# Desk joinery



## Porphyre (Jan 5, 2011)

'Evening. I hope you guys can guide me with a desk I'm designing.

I'm sure it's simple, but I can't figure out how to join this thing.

Overall sketch:









Detail of problem area:









I'm planning to use a tongue and groove to join the main panels. I'm going to use rail and stile construction for the pedestal drawers, but I can't figure out how to join in the rails for the center drawer. A moulding will be applied the full width of the desk on the lower center drawer rail.

This is going to be stained. 3/4" oak plywood cases with solid oak mouldings and top.

Thanks. And feel free to tell me to do this some other way entirely. I've never built a desk before.


----------



## cabinetman (Jul 5, 2007)

Porphyre said:


> 'Evening. I hope you guys can guide me with a desk I'm designing.
> 
> I'm sure it's simple, but I can't figure out how to join this thing.
> 
> ...


I would first use a lock miter bit for joining the main panels instead of tongue and groove. It will leave a clean looking panel in both directions, whereas a T&G will leave a raw edge of ply. 

The top edge of the panel next to the drawer opening is cut/notched to let in a full rail across the end panels and the opening. The width of it can allow the stiffening of the panels and a way to secure a desktop, by screwing from beneath. The lower rail on the drawer opening can be installed by way of a stub tenon on the ends of the rails.












 









.


----------



## TGRANT (Jan 25, 2011)

You might consider a frame and panel for the pedestals. Then you can use traditional mortise and tendons with solid wood, and avoid the plywood edges all together. Also, if you use oak for the frame, the panel could be ¼ inch plywood, which will save some weight and cost. Since the drawers on the left have a style and rail system, the right pedestal (looking from the front) might look more balanced with the frame rather than an un-framed piece of plywood. The joint that connects the middle rails to the pedestals on either side will be handling a lot of weight when the piece is moved around, so those joints have to be good.


----------



## maxwoodshop (Feb 7, 2011)

hey im to new to the trade to give any advice, but wow i really love the drawing, that thing will knock some socks off, please show some pics when its done.
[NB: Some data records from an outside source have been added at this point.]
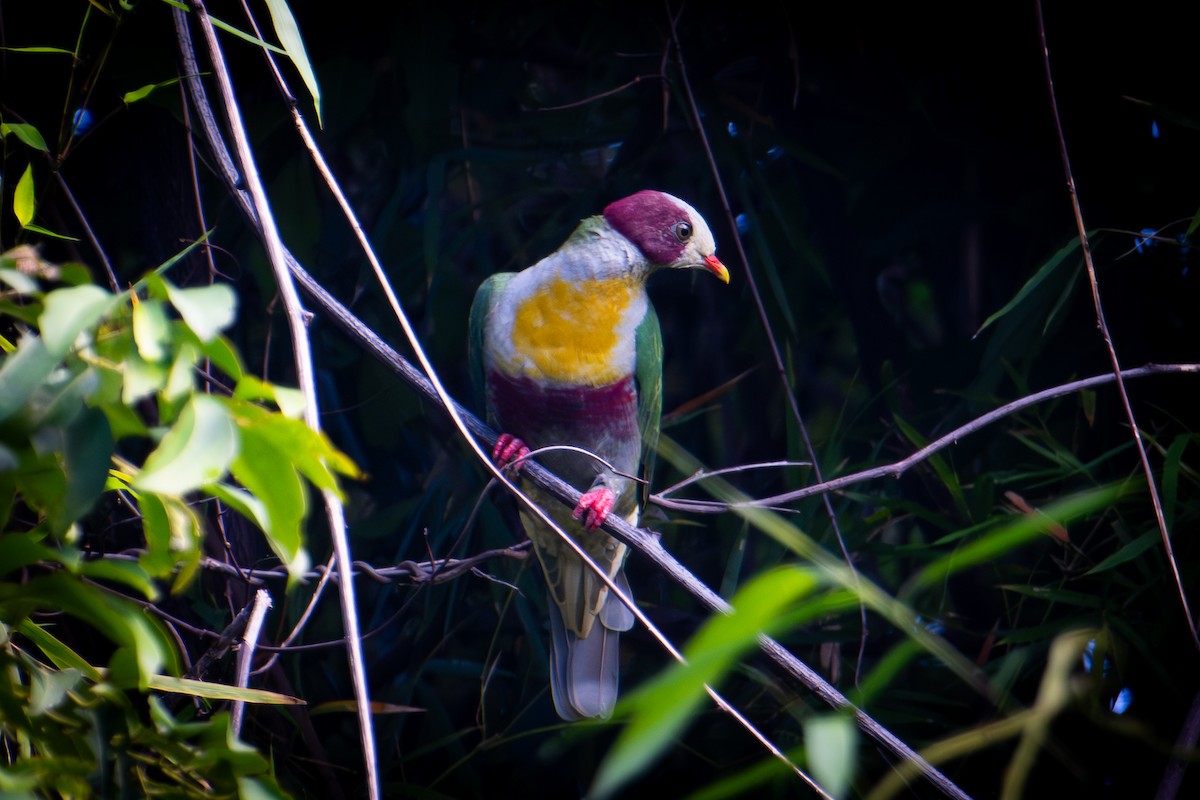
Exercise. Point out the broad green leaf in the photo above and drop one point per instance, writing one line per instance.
(70, 400)
(205, 310)
(312, 452)
(661, 707)
(289, 36)
(85, 457)
(27, 133)
(180, 379)
(71, 311)
(832, 744)
(23, 372)
(244, 503)
(151, 331)
(225, 356)
(291, 401)
(143, 647)
(197, 450)
(23, 198)
(141, 378)
(267, 471)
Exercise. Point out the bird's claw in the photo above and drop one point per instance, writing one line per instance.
(508, 450)
(594, 506)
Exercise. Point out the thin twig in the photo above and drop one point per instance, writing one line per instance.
(1151, 485)
(899, 468)
(303, 358)
(246, 654)
(777, 356)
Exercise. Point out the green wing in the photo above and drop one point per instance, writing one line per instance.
(485, 298)
(648, 373)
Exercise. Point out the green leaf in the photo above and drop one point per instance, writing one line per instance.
(49, 687)
(312, 452)
(21, 282)
(1018, 531)
(27, 133)
(289, 36)
(46, 232)
(205, 310)
(141, 378)
(291, 401)
(85, 457)
(23, 372)
(267, 471)
(142, 92)
(1127, 553)
(832, 744)
(196, 451)
(661, 707)
(220, 691)
(23, 200)
(1047, 270)
(71, 311)
(59, 654)
(151, 331)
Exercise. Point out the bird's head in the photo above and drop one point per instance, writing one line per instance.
(667, 230)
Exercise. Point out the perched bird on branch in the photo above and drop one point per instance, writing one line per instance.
(568, 352)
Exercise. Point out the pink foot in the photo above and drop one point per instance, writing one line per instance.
(508, 450)
(595, 504)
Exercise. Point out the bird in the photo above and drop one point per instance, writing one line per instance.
(569, 352)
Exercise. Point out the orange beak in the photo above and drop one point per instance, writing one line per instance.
(718, 269)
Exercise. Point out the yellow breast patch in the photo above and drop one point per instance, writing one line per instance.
(577, 332)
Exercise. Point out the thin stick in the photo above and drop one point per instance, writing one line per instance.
(777, 356)
(1108, 337)
(303, 356)
(899, 468)
(246, 654)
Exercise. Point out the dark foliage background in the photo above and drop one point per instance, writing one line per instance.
(895, 178)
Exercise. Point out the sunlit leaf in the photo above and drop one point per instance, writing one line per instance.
(71, 311)
(220, 691)
(205, 310)
(23, 372)
(151, 331)
(85, 457)
(49, 689)
(265, 471)
(23, 198)
(289, 36)
(197, 450)
(832, 745)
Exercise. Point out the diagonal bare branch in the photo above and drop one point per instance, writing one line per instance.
(1108, 336)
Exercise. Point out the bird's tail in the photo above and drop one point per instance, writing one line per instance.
(585, 673)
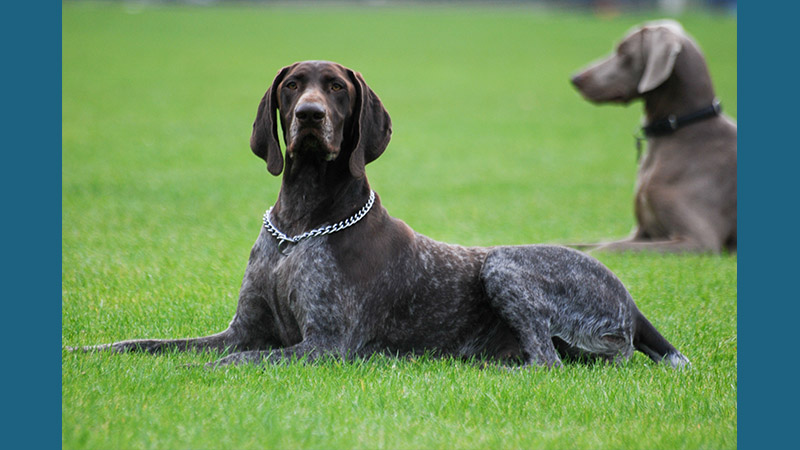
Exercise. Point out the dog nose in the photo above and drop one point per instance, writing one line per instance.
(310, 112)
(577, 79)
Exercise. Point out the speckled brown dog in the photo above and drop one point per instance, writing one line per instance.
(333, 274)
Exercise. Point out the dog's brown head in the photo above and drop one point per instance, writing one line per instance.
(642, 61)
(327, 112)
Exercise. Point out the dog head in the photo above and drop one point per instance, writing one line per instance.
(327, 112)
(642, 61)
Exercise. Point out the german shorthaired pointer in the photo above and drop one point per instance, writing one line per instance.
(686, 188)
(332, 274)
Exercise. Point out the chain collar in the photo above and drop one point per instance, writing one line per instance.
(322, 231)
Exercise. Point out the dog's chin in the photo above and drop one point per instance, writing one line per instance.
(312, 146)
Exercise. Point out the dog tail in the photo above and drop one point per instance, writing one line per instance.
(649, 341)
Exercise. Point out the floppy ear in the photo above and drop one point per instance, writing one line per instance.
(264, 140)
(662, 46)
(373, 126)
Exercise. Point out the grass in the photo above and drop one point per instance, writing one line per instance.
(162, 200)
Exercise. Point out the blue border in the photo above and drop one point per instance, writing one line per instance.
(31, 182)
(767, 182)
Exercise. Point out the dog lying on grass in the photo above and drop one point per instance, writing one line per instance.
(333, 274)
(686, 187)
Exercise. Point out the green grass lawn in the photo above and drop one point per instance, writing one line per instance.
(162, 200)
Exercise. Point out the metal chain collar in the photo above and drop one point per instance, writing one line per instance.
(322, 231)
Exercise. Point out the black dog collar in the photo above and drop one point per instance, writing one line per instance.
(672, 123)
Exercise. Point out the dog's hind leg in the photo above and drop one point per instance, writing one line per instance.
(524, 308)
(649, 341)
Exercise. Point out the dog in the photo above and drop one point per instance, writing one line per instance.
(686, 188)
(333, 275)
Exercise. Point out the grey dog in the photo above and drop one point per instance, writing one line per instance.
(332, 274)
(686, 187)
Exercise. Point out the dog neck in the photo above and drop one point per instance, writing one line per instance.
(315, 194)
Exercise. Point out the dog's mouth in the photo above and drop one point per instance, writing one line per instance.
(314, 142)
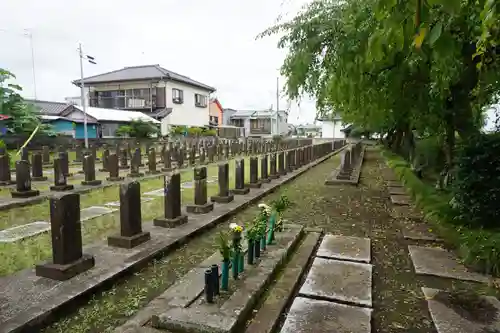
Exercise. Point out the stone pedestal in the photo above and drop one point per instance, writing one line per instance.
(131, 233)
(239, 178)
(89, 171)
(68, 259)
(201, 205)
(37, 168)
(23, 181)
(172, 203)
(114, 170)
(224, 195)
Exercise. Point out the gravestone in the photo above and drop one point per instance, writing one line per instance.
(60, 179)
(273, 174)
(224, 195)
(201, 204)
(105, 161)
(89, 171)
(68, 259)
(114, 169)
(264, 176)
(172, 203)
(5, 177)
(239, 178)
(254, 173)
(131, 233)
(46, 155)
(152, 162)
(281, 163)
(134, 165)
(37, 167)
(167, 161)
(23, 181)
(123, 159)
(63, 156)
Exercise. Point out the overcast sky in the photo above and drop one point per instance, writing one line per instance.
(210, 41)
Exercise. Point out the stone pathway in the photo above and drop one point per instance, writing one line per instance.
(337, 293)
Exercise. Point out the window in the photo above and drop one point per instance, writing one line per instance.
(200, 100)
(177, 96)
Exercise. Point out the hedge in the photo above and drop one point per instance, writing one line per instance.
(478, 248)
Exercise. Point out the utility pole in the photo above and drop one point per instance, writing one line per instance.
(82, 92)
(277, 105)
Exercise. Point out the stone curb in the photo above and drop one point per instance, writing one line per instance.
(39, 314)
(269, 314)
(354, 178)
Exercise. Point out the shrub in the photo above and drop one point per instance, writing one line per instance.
(478, 248)
(477, 185)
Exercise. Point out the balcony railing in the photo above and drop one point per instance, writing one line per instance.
(123, 103)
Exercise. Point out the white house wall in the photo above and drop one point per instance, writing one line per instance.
(187, 113)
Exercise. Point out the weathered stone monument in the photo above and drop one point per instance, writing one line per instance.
(239, 178)
(254, 173)
(224, 195)
(60, 179)
(114, 169)
(68, 259)
(201, 204)
(89, 171)
(37, 167)
(172, 203)
(131, 233)
(23, 181)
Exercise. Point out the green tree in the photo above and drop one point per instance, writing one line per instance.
(23, 116)
(139, 129)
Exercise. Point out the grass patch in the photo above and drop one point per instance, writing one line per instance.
(25, 254)
(478, 248)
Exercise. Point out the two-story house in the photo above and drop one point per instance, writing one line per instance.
(172, 98)
(265, 123)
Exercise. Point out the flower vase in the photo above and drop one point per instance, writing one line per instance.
(263, 243)
(235, 265)
(225, 275)
(250, 254)
(242, 263)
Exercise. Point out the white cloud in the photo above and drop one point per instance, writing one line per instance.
(210, 41)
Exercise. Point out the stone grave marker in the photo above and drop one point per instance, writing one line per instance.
(23, 181)
(68, 259)
(254, 173)
(239, 178)
(37, 167)
(105, 161)
(131, 233)
(201, 204)
(224, 195)
(152, 162)
(60, 179)
(89, 171)
(172, 214)
(5, 176)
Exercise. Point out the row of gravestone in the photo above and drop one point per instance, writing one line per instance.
(348, 160)
(111, 163)
(68, 259)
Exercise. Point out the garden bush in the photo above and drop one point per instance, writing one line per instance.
(476, 188)
(479, 248)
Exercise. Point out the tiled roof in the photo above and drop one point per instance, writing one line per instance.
(101, 114)
(143, 73)
(49, 108)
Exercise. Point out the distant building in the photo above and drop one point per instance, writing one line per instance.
(332, 128)
(172, 98)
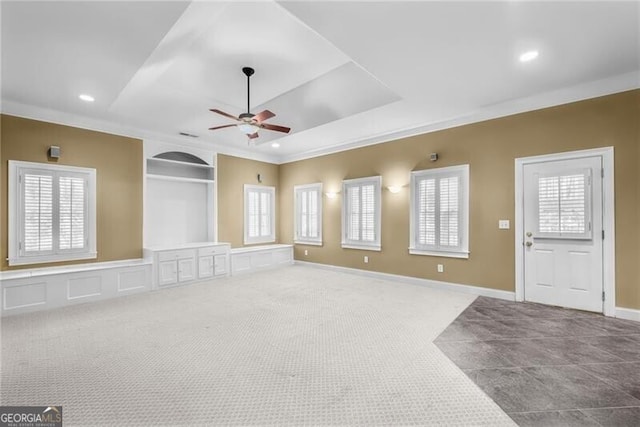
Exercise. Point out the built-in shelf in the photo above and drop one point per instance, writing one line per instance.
(179, 178)
(177, 170)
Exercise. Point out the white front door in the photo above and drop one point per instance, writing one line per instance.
(563, 262)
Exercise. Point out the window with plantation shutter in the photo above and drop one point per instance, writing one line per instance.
(308, 214)
(564, 205)
(361, 213)
(51, 213)
(440, 212)
(259, 214)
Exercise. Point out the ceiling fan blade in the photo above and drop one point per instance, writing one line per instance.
(275, 127)
(261, 117)
(220, 127)
(222, 113)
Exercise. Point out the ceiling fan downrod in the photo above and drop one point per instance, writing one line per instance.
(248, 71)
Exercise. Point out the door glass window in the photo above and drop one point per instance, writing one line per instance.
(564, 205)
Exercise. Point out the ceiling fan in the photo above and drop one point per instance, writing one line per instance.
(248, 123)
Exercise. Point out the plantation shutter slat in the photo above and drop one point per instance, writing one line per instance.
(438, 212)
(354, 213)
(72, 213)
(563, 205)
(449, 212)
(38, 213)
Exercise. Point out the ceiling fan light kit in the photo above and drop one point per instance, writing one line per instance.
(248, 123)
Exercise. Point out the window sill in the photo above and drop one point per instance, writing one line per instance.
(267, 240)
(445, 254)
(26, 260)
(304, 242)
(376, 248)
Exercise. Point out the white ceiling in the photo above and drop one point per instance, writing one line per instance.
(340, 74)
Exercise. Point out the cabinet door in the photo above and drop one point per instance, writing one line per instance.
(186, 269)
(220, 265)
(167, 273)
(205, 267)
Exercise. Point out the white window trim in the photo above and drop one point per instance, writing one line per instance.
(351, 244)
(296, 229)
(15, 258)
(261, 239)
(463, 172)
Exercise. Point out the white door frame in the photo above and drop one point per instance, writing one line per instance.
(608, 220)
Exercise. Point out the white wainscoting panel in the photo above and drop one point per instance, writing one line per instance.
(252, 258)
(38, 289)
(26, 295)
(131, 279)
(83, 287)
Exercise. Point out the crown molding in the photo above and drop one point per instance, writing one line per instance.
(608, 86)
(59, 117)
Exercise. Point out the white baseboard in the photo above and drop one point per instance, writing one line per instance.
(434, 284)
(25, 291)
(628, 314)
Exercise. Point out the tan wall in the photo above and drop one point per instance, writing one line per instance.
(490, 148)
(233, 174)
(118, 161)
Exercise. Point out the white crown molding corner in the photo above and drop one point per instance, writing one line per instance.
(62, 118)
(608, 86)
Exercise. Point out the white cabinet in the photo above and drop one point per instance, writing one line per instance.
(205, 267)
(188, 263)
(186, 269)
(167, 273)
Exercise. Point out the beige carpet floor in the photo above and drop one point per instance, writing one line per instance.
(293, 346)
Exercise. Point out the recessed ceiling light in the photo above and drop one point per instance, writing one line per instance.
(86, 98)
(529, 56)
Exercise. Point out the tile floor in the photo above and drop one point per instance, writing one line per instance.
(548, 366)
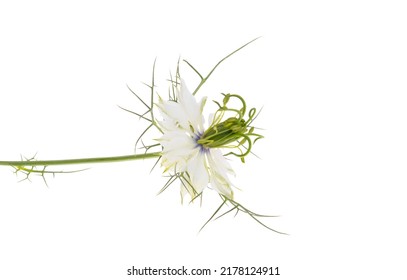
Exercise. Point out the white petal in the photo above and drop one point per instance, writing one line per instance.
(220, 169)
(198, 171)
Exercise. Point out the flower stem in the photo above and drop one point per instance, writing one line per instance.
(79, 160)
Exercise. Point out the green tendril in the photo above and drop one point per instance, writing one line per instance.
(235, 131)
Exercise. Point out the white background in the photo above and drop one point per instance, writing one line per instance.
(331, 78)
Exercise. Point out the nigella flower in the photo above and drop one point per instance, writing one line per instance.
(184, 152)
(195, 155)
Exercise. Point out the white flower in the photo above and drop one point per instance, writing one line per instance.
(197, 166)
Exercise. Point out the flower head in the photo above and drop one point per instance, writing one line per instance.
(194, 154)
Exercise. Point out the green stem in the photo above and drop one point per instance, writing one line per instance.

Goode luck!


----------



## Porphyre (Jan 5, 2011)

Thanks for the input. It made me begin thinking of many things an experienced furniture designer would take for granted. For instance, I had to nail down drawer sizes, which impacted construction methods of the drawers, which was impacted by the physical measurements of the desk, which impacted drawer slide mounting methods, which all impacted internal space of the drawers, which was important because I was hoping to legal-sized file drawers. Which turned out to not be aesthetically pleasing.

Anyway, I've spent the last 10 days learning lots about drawer construction, cabinet construction, and waaaaaaaaaay more than I ever needed to know about ball-bearing slides. I've also fleshed out some decorative details.

Info:
http://www.taunton.com/promotions/excerpts/DrawerBuildingBasics.pdf
http://books.google.com/books?id=OGSFAAAAMAAJ&dq=cabinet%20making&pg=PP1#v=onepage&q&f=false

Work:








_Version two of the whole desk. Dentil, fluting, edge routing, drawer added. Much detail work._

Corner pieces have become solid due to fluting. Face frame will also be solid. Case still 3/4 oak ply.









_File drawer. Inset. Standard US letter size for hanging files. Dovetailed front/back, 1/2 poplar, bottom 1/2 poplar in a groove, open to the back. Front 3/4 oak, glued and screwed.

Will use Accuride 3832 slides, with the face-frame mounting option._


----------



## jschaben (Apr 1, 2010)

You could dedicate one drawer to legal and the others to letter, just file the legal front to back instead of across the width. I think most atty's though simply fold the bottom 3 inches of the papers up. :icon_cool:


----------